For the past 18 weeks, I’ve regularly sent out this weekly email newsletter. I’ve surprised myself with this level of consistency, something I haven’t put towards many of my other pursuits.
I quickly realized that the reason I was so averse to missing a week was because of two things. First, sending out this newsletter is a very specific task, with predetermined deadlines and structure. And second, it’s a public commitment, and everyone would know if I missed a week.
This is the power of specific social contracts, and these contracts can be applied towards many other areas than just email newsletters.
A social contract is an agreement you make with a group of people to commit to something.
One example of a social contract is regularly going to the gym with a group of people; if you miss a day, then you usually have to explain yourself, which helps you stay consistent. Another example is a monthly book club.
These contracts provide motivation through the power of the observer effect. People act differently if they think they’re being watched. This can help us stick to our goals if we create a situation that feels like other people are observing our behaviors.

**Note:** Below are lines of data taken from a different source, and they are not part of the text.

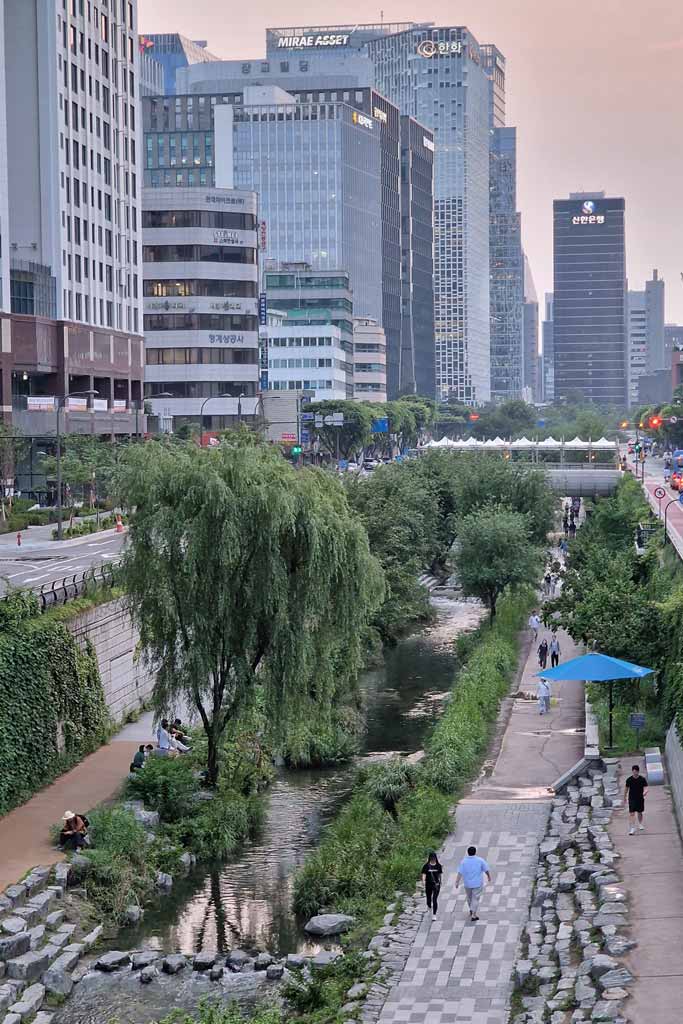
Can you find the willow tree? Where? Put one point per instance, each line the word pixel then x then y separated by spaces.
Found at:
pixel 244 572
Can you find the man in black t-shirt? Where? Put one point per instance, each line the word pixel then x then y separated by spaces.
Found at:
pixel 636 787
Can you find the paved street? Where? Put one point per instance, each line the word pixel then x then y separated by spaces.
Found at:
pixel 459 972
pixel 41 560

Social contracts don’t always have to be a group activity. You can use them to help individual habits, as long as you ask the people around you to keep you accountable.
There are a few characteristics that make social contracts more effective.
First, it’s important to be as specific as possible with your goals. For example, committing to “regularly going to the gym” isn’t precise enough. It’s hard to follow through with goals that aren’t very detailed.
However, if I tell everyone in my immediate circle that “I’m going to go to the gym every Monday, Wednesday, and Friday at 7 am,” there’s a much higher chance that I’ll actually stick with it. It would be even better if I found someone to go with so that I’d let them down if I missed a day.
The best social contracts have a deadline. If I commit to playing at an event 30 days from now, I have to follow through. Because of Parkinson’s Law, that deadline would also force me to create a concise, efficient plan.
The more open you are with social contracts, the more effective they will be.
For example, my YouTube videos are pretty public: if I go more than a week without posting, someone usually asks me why I haven’t released a video. This keeps me in check by pointing out when I’m falling behind.